You may have noticed that some of my drawings are on plain paper and some are on graph paper. I prefer graph paper. The lines help me draw straight and keep things in proportion. For this playstand hook drawing, 1 square = 1/4 inch. For the doll house drawing above, 1 square = two inches. Try to pick a scale that is easy to work and lets your drawing be as large as possible.
- Mechanical pencil – so you don’t have to keep sharpening it.
- Eraser – so you can change your mind
- Graph paper – makes it so much easier to draw
- Ruler – to draw straight lines and keep things in proportion
- Drafting triangles, 30 / 60 degree and a 45 degree. Makes angled lines easier.
Most of these supplies can be picked up where ever your purchase school supplies.

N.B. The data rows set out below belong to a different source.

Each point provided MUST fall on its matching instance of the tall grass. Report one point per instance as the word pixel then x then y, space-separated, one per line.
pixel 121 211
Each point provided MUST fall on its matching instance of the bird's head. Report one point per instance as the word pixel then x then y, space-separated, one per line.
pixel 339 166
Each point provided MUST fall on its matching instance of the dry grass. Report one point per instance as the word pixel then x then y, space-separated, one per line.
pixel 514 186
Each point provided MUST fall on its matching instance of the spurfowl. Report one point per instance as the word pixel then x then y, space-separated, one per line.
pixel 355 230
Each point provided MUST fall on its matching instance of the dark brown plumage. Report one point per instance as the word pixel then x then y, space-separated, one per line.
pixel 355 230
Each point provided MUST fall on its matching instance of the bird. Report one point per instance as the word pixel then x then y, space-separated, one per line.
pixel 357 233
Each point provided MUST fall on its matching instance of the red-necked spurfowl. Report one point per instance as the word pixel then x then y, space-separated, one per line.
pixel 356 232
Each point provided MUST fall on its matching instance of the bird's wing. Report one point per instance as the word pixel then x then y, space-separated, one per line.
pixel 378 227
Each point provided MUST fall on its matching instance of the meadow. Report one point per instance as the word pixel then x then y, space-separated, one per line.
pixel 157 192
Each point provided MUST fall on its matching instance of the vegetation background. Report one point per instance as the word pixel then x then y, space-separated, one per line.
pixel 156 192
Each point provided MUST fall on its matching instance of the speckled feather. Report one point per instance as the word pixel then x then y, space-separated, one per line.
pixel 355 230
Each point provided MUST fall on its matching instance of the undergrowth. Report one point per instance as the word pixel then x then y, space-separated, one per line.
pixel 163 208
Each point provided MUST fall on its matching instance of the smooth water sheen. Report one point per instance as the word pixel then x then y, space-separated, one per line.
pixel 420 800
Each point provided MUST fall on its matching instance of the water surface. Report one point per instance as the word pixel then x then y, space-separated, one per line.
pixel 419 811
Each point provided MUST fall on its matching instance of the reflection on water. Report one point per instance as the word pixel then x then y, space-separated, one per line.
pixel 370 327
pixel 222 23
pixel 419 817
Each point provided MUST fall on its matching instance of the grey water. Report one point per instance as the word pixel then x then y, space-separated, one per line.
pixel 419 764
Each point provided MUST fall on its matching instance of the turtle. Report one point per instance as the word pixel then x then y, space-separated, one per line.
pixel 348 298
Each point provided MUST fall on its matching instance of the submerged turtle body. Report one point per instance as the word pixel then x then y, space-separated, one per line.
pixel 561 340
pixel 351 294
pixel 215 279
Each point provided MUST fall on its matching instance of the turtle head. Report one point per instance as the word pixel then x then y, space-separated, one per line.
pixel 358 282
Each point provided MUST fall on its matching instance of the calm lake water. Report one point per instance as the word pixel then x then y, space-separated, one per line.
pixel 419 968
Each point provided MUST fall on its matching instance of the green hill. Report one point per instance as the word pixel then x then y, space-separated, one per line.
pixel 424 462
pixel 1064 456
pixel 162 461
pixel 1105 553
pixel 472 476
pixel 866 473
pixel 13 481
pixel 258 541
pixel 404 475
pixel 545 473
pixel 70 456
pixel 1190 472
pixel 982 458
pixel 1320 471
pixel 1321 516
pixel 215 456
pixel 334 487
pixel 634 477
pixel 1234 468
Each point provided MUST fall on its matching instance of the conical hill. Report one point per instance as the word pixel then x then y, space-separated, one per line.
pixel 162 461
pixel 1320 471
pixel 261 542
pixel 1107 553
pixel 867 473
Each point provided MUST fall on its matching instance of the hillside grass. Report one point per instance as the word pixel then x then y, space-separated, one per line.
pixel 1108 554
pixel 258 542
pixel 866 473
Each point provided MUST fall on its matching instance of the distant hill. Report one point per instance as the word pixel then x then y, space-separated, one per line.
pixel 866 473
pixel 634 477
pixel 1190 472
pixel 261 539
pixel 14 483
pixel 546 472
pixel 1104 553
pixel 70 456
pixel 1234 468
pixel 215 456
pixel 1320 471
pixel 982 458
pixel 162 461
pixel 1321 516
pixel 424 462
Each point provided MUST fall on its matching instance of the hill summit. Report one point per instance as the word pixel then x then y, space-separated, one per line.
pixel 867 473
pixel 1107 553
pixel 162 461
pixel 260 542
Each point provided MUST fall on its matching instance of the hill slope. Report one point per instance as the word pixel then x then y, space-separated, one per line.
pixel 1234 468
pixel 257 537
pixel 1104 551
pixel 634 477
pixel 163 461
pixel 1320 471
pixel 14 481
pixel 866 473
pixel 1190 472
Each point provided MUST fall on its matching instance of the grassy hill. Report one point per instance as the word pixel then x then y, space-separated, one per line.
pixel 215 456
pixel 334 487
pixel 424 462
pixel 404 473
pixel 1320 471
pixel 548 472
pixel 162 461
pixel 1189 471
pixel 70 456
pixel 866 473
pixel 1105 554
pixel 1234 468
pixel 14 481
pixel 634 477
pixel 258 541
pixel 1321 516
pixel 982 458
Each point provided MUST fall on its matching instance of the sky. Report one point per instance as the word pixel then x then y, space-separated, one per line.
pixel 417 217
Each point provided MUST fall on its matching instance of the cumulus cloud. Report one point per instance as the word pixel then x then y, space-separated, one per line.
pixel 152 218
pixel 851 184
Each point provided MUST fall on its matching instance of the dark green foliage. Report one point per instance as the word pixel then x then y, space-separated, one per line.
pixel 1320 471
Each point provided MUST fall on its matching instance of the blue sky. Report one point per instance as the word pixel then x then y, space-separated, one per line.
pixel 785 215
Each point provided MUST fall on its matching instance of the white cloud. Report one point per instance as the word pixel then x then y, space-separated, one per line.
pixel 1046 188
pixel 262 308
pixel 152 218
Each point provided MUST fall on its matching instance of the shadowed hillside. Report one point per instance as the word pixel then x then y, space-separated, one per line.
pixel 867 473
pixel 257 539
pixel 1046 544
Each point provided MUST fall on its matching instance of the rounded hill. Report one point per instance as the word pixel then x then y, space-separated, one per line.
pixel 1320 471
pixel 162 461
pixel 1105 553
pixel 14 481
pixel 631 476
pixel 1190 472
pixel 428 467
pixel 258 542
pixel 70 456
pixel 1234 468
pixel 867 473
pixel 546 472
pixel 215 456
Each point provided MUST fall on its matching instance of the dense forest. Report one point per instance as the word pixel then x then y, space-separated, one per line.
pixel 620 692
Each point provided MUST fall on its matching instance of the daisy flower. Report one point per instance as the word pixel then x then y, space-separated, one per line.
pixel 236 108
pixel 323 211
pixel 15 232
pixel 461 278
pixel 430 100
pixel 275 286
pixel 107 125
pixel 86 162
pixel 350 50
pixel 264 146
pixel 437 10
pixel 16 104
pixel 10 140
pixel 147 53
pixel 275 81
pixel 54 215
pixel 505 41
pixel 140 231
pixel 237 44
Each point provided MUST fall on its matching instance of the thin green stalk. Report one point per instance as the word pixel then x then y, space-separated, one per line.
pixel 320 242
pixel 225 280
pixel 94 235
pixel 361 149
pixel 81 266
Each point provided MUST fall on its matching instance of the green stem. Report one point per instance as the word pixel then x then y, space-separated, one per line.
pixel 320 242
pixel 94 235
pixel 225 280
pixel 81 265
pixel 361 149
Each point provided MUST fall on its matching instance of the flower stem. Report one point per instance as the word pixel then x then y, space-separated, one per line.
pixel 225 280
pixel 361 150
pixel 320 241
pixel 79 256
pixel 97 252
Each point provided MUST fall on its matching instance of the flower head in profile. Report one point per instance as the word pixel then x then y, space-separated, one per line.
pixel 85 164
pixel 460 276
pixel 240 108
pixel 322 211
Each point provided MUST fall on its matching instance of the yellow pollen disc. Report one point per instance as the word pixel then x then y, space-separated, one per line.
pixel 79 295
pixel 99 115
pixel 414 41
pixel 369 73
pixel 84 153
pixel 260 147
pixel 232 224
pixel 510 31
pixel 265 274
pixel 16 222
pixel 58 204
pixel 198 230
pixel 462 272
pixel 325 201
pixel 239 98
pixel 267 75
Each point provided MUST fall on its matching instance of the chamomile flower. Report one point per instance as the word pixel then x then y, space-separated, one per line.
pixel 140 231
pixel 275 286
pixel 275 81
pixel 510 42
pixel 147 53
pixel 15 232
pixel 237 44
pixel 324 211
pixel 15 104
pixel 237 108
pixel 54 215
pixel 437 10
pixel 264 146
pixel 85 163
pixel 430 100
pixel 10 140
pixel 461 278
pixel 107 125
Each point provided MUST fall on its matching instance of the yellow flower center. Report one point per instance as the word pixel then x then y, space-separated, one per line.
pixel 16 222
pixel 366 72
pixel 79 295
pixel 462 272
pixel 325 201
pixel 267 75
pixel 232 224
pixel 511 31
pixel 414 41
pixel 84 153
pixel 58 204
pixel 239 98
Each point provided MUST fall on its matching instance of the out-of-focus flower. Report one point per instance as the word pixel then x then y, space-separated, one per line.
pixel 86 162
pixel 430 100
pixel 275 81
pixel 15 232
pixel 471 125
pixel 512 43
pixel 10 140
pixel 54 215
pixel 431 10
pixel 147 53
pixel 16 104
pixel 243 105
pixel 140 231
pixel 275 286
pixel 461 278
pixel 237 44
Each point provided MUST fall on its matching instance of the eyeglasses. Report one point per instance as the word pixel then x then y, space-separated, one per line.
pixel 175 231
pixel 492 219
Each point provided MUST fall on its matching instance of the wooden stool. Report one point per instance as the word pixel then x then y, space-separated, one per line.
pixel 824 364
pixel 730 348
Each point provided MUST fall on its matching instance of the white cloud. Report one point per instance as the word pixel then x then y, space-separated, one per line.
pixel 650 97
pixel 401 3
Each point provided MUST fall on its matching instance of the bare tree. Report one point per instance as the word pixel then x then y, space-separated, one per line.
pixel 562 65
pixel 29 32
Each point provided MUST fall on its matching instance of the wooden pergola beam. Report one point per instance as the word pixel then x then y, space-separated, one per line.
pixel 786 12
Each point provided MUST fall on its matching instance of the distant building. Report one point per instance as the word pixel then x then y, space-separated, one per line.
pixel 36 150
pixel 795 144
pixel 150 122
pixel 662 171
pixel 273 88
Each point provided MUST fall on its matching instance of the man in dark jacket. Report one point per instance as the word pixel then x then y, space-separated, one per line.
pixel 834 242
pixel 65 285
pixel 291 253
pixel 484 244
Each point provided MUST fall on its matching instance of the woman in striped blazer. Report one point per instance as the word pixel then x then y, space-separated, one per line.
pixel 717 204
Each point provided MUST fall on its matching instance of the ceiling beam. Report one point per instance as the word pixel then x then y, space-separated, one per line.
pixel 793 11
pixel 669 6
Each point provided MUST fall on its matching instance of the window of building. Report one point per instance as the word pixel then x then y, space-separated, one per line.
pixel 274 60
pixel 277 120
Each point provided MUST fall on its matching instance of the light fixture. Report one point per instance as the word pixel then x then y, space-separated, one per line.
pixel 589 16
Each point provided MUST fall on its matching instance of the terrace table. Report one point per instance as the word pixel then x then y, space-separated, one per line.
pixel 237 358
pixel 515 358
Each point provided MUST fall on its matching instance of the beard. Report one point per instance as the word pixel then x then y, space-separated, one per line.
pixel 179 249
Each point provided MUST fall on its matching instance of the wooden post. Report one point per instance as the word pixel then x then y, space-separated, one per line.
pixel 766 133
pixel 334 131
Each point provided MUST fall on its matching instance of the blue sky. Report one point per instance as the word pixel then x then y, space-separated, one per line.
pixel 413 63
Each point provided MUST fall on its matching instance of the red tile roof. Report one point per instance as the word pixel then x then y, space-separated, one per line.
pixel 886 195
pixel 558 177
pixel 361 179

Amazon.com has quite a few books on design and drafting, but most of these books are way beyond what is needed to complete a project. The playstand drawing and sand and water table drawing are third generation drawings I did as part of this website and not what I used to build my playstands and sand and water table. The originals were misplaced, but looked much more like the drawing for the stools.
Here are a few other drawings and projects. The first is a rabbit hutch. I had trouble scanning in the drawing, so you will have to click on the picture to view it. I wanted the sides and doors constructed with lapjoints. The front door closes similar to the Henitentiary, and the dimensions were determined by the litter pan I had already purchased. The drawing is messy and crooked, but it enabled me to visualize how all the parts went together.
The second project is a saddle stand / play horse. You may notice that the saddle horse is very similar to the playstands, so I didn’t have to put a lot of work in the drawing, just enough so I had the dimensions of the parts.
Drawing take practice, but after just a few pictures, you will notice improvement in your drawings and your projects.